Com efeito, resulta – claramente – da “matéria de facto dada como provada” que, na sequência de uma altercação com a vítima, o arguido, ora recorrente, muniu-se de uma tesoura de uma loja de fruta – com 8,5cm de lâmina, (cfr., facto 27°) – e com a mesma vibrou, indiscriminadamente, vários golpes no corpo da vítima, atingindo-a, nomeadamente, na zona do lado esquerdo do peito, fazendo com que a esta, em virtude das lesões que sofreu, caísse ao chão, altura em que o pontapeou, voltando a agredi-la com a dita tesoura por várias vezes, atingindo-a nomeadamente na perna, (coxa), o que lhe causou a ruptura da veia e artéria femoral que acabou por ser a mais relevante causa da morte por excessiva perda de sangue; (cfr., factos 14° e 15°, assim como o “relatório da autópsia” a fls. 637 a 642 dos autos).

Ora, sendo o arguido nascido em 1979, (portanto, com cerca de 45 anos de idade), lógico e natural se nos apresenta que com a agressão que perpetrou no corpo da vítima, e em especial, em face do “modus operandi”, locais atingidos e “meio empregue”, (ou seja, com uma tesoura com aquelas dimensões), evidente é que não poderia deixar de saber que tal conduta era apta e “idónea” a causar, como efectivamente causou, a morte do ofendido, (sendo de atentar também que igualmente “provado” está que, após a dita agressão, abandonou o local, deixando o ofendido no chão a sangrar abundantemente e à sua sorte – cfr., facto 16°).

Não se nega que alega que tinha consumido “álcool”, (cerveja), e que, antes, já se tinha “chamado a polícia”.

Porém, e como em nossa opinião, é bom de ver, tais “circunstâncias” não se apresentam válidas e eficazes para excluir a sua “culpa” quanto à sua “conduta” e (responsabilidade quanto) ao seu “resultado”.

Com efeito, o (mero) consumo de “algumas cervejas” – cerca de 3 – horas antes do sucedido, não constituiu, de forma alguma, qualquer tipo de “justificação” do que ocorreu, pois que nem sequer provado está que “estava «alterado» em virtude do álcool que horas antes tinha ingerido”…

Também o (mero) “alerta dado à Polícia” não se apresenta como qualquer “garantia de sobrevivência” do (infeliz) ofendido, ou de que este não viesse a falecer em resultado (directo ou necessário) das lesões que sofreu com a agressão de que foi vítima.
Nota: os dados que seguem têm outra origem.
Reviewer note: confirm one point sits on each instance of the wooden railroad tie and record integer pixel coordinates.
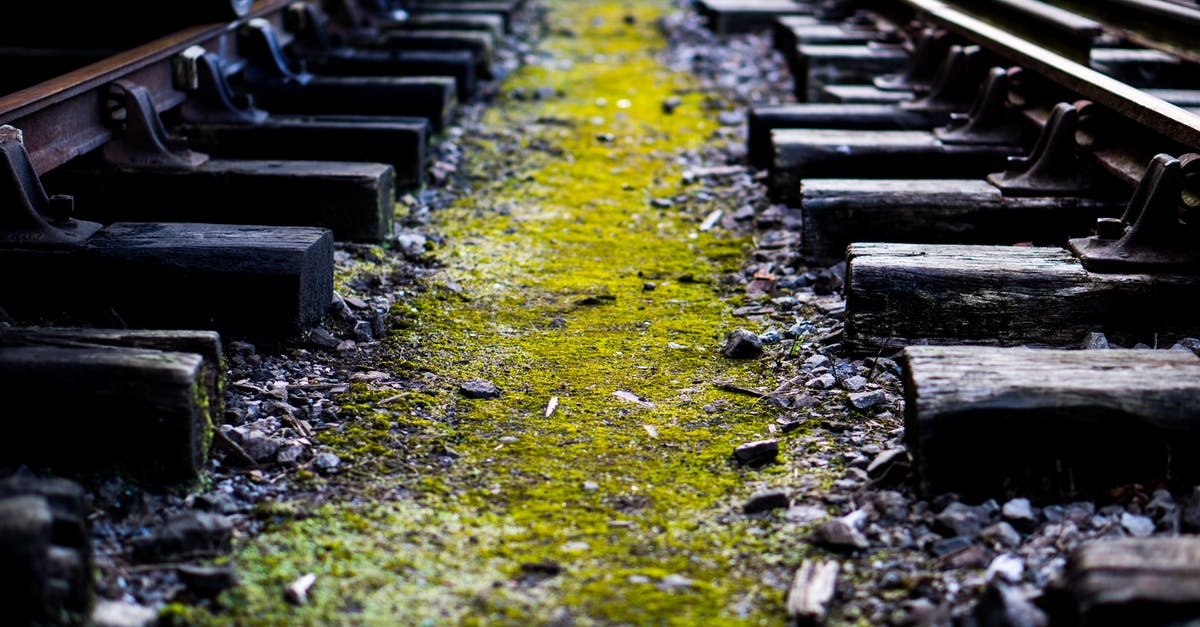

E, nesta conformidade, vista cremos que está a solução para esta questão, cabendo ainda salientar que o Tribunal Judicial de Base alterou – e bem – a “matéria” do dito “ponto 30°”, de onde inicialmente resultava matéria de facto que integrava o “dolo directo do arguido”, no mesmo fazendo constar que o arguido “agiu admitindo que a sua conduta podia causar a morte do ofendido, conformando-se com tal resultado”, dando assim (apenas) como provado o seu “dolo eventual”; (cfr., facto 30° e art. 13° do C.P.M.).

Dest’arte, e em face ao que até aqui se expôs, imperativa é a confirmação da decisão condenatória em questão.

–– Vejamos agora da “pena”.

Nos termos do art. 128° do C.P.M. ao crime de “homicídio” cabe a “pena de 10 a 20 anos”.

Ora, como sabido é, a “determinação da medida concreta da pena”, é tarefa que implica a ponderação de vários aspectos.

Desde logo, importa atentar que nos termos do art. 40° do C.P.M.:

“1. A aplicação de penas e medidas de segurança visa a protecção de bens jurídicos e a reintegração do agente na sociedade.
2. A pena não pode ultrapassar em caso algum a medida da culpa.
3. A medida de segurança só pode ser aplicada se for proporcionada à gravidade do facto e à perigosidade do agente”.

Sobre a matéria preceitua também o art. 65° do mesmo código onde se prescreve que:

“1. A determinação da medida da pena, dentro dos limites definidos na lei, é feita em função da culpa do agente e das exigências de prevenção criminal.
2. Na determinação da medida da pena o tribunal atende a todas as circunstâncias que, não fazendo parte do tipo de crime, depuserem a favor do agente ou contra ele, considerando nomeadamente:
a) O grau de ilicitude do facto, o modo de execução deste e a gravidade das suas consequências, bem como o grau de violação dos deveres impostos ao agente;
b) A intensidade do dolo ou da negligência;
c) Os sentimentos manifestados no cometimento do crime e os fins ou motivos que o determinaram;
d) As condições pessoais do agente e a sua situação económica;
e) A conduta anterior ao facto e a posterior a este, especialmente quando esta seja destinada a reparar as consequências do crime;
f) A falta de preparação para manter uma conduta lícita, manifestada no facto, quando essa falta deva ser censurada através da aplicação da pena.
3. Na sentença são expressamente referidos os fundamentos da determinação da pena”.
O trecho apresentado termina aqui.